Marie-Claude Baïetto
CARTEL DU PROTOCOLE 2012/14
Tout d’abord je ferai un rappel des textes des statuts d’Analyse freudienne :
Analyse Freudienne pose comme principe fondamental que l’institution analytique, si elle existe, n’est autre que la cure elle-même.`
L’Association se propose de reconnaître ceux de ses membres dont la pratique clinique et théorique relèverait de l’éthique psychanalytique telle que l’association la soutient à travers son expérience. Dans cette perspective, elle instaure un protocole institutionnel.

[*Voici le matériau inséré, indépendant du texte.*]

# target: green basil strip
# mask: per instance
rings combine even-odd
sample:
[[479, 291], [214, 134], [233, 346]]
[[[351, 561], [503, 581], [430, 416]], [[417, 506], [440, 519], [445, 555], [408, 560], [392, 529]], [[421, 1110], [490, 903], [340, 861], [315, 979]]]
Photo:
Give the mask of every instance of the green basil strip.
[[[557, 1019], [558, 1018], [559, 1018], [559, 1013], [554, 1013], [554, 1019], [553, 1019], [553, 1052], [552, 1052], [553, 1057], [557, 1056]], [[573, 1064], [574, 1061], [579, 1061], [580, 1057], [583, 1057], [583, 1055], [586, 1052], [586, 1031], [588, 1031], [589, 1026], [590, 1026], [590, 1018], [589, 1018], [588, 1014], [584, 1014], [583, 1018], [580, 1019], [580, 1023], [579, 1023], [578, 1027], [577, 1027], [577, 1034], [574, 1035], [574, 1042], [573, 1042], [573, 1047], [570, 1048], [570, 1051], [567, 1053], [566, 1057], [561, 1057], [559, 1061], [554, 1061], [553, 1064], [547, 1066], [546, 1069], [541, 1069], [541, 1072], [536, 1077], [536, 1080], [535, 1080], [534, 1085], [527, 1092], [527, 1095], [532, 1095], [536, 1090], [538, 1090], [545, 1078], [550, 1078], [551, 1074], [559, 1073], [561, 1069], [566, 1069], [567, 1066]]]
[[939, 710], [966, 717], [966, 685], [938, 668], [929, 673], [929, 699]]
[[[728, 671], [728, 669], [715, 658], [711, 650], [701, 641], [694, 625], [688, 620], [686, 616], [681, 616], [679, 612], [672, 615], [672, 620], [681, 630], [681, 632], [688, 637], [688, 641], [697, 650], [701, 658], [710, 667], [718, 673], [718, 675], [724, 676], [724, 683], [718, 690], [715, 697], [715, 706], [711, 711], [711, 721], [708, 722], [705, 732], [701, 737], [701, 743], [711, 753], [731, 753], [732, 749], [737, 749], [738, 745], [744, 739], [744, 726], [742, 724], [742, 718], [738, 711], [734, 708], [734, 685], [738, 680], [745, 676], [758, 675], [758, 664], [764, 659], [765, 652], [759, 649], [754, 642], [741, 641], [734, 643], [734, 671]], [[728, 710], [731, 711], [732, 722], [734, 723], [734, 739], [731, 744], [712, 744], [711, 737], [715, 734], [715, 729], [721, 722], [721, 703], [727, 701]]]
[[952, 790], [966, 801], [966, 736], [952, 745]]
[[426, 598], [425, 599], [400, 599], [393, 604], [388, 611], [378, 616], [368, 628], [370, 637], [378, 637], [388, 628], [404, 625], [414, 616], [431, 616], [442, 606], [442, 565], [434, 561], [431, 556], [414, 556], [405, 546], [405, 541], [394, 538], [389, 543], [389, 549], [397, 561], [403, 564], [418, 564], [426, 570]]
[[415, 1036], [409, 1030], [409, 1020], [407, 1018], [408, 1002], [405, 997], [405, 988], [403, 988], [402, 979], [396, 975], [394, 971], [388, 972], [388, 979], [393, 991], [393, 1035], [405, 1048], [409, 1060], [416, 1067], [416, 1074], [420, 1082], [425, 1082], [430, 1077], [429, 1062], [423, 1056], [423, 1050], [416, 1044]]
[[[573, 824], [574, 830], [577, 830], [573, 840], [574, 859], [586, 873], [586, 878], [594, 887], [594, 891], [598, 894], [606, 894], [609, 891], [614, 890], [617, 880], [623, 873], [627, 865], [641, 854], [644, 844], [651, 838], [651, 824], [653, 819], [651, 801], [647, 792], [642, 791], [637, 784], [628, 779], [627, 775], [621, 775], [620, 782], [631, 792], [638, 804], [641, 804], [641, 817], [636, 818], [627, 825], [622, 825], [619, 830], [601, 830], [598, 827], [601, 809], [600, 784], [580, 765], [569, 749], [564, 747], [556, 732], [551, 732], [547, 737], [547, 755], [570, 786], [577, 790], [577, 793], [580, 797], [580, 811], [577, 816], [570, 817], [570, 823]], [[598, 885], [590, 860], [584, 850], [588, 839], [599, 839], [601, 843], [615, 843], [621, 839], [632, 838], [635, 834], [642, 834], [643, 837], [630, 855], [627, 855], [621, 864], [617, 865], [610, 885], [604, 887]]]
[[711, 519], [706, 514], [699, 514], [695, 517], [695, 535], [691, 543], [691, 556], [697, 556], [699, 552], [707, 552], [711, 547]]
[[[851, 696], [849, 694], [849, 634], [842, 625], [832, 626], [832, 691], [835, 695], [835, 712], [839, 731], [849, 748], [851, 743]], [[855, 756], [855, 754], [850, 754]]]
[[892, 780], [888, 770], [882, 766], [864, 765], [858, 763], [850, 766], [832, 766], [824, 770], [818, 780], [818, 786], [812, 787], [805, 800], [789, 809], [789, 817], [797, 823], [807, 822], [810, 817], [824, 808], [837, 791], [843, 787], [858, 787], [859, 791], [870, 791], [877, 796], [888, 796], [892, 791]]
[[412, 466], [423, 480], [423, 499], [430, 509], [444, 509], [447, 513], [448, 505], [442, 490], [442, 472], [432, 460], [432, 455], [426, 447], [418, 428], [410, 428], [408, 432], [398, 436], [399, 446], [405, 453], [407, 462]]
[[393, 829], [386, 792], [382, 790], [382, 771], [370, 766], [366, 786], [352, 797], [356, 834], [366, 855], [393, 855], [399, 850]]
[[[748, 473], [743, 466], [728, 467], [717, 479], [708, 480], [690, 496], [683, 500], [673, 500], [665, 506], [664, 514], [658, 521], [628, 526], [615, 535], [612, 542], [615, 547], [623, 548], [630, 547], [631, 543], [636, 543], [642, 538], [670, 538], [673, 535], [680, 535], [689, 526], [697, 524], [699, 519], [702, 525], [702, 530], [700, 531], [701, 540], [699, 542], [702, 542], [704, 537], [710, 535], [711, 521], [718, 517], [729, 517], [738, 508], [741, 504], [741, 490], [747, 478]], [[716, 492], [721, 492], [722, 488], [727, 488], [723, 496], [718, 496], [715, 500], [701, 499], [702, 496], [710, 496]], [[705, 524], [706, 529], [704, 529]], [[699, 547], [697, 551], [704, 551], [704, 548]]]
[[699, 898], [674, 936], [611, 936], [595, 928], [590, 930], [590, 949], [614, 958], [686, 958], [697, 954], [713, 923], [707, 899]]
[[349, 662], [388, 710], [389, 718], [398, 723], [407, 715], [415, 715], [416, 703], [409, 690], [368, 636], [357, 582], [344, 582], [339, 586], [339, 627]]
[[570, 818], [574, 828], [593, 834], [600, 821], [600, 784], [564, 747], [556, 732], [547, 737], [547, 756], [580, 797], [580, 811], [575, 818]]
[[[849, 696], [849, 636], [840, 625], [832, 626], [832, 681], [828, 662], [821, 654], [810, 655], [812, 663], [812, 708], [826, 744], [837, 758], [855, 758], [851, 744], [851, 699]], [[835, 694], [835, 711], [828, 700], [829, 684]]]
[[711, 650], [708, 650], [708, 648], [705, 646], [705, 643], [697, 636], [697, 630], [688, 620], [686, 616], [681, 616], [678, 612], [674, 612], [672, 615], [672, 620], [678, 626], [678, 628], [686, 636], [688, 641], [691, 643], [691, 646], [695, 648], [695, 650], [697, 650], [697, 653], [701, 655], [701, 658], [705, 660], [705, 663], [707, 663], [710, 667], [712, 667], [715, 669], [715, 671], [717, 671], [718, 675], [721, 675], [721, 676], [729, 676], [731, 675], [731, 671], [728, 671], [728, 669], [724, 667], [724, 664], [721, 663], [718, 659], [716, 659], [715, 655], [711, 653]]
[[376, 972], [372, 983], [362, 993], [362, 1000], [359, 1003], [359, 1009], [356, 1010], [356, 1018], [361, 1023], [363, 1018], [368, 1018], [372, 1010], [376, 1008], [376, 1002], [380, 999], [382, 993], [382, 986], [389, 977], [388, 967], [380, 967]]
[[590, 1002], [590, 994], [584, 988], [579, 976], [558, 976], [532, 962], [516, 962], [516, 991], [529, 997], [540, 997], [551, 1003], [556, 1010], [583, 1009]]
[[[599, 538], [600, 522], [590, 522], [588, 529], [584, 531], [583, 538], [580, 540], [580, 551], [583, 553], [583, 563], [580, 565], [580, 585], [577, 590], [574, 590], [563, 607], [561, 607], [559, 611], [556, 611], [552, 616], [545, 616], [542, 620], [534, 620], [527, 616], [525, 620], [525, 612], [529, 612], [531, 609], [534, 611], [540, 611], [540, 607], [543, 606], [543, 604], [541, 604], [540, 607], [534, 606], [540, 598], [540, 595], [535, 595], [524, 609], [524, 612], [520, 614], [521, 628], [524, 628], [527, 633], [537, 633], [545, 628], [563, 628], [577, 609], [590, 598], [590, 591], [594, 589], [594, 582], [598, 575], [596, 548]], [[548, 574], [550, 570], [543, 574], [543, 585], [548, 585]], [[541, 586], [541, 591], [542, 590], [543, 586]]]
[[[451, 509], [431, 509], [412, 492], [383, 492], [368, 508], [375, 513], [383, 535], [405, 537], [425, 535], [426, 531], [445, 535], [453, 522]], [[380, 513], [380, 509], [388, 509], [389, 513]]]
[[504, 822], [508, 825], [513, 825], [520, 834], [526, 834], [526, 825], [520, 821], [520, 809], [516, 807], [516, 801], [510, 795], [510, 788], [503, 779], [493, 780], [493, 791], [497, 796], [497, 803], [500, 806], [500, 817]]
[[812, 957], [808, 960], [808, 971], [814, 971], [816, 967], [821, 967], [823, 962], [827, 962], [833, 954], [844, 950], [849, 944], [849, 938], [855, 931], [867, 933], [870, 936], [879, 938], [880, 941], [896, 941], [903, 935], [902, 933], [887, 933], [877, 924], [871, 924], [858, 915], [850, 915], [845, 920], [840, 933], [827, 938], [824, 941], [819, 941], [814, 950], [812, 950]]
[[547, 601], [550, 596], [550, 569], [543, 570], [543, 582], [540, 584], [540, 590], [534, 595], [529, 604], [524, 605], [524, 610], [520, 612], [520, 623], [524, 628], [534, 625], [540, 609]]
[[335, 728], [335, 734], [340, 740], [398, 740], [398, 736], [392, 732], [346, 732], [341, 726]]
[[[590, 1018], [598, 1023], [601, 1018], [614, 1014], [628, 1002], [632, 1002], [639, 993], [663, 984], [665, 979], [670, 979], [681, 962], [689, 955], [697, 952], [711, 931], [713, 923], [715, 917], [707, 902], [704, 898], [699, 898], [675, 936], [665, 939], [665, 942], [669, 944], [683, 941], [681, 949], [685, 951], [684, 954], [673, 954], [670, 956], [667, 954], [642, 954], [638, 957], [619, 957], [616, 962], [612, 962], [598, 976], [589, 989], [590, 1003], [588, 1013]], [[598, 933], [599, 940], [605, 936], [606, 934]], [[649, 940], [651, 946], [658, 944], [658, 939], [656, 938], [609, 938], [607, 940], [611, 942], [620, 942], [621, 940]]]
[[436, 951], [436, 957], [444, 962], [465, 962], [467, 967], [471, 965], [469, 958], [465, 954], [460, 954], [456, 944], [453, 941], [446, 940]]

L’association poursuit l’expérience de la passe inaugurée par Jacques LACAN (proposition d’octobre 1967) aux fins d’éclairer le passage de l’analysant à l’analyste. Elle s’appuie sur les enseignements tirés de la reprise de cette expérience.
Ainsi apparemment il y aurait contradiction à AF entre le cartel du protocole institutionnel qui établit une liste, et le fait qu’il n’y ait qu’« une seule catégorie de membres », et aussi le fait que la passe ne donne pas lieu à nomination.
Un moyen de lever la contradiction serait de nommer tous les membres ! Boutade.
Il s’agit pour être nommé qu’il y ait une pratique clinique et une pratique théorique. Donc qu’il en soit attesté dans les différents lieux de travail qu’offre AF : séminaires, groupes de lecture, dispositifs sur la pratique, journées, congrès …
Ainsi un membre qui ne se serait jamais produit d’une manière ou d’une autre ne pourrait être nommé, ni un membre qui n’a pas de pratique clinique ?
Comment du désir d’analyste peut-il s’entendre dans l’un ou l’autre lieu de travail de l’association, où se manifesterait aussi un sujet divisé ?
Je peux dire ainsi que cette personne par une intervention dans un lieu de travail m’a fait un certain effet, et que s’est opéré pour moi un déplacement par une parole entendue ou lue, ou encore que ce qu’elle apporte d’une manière ou d’une autre relève de l’éthique analytique telle que la promeut l’association.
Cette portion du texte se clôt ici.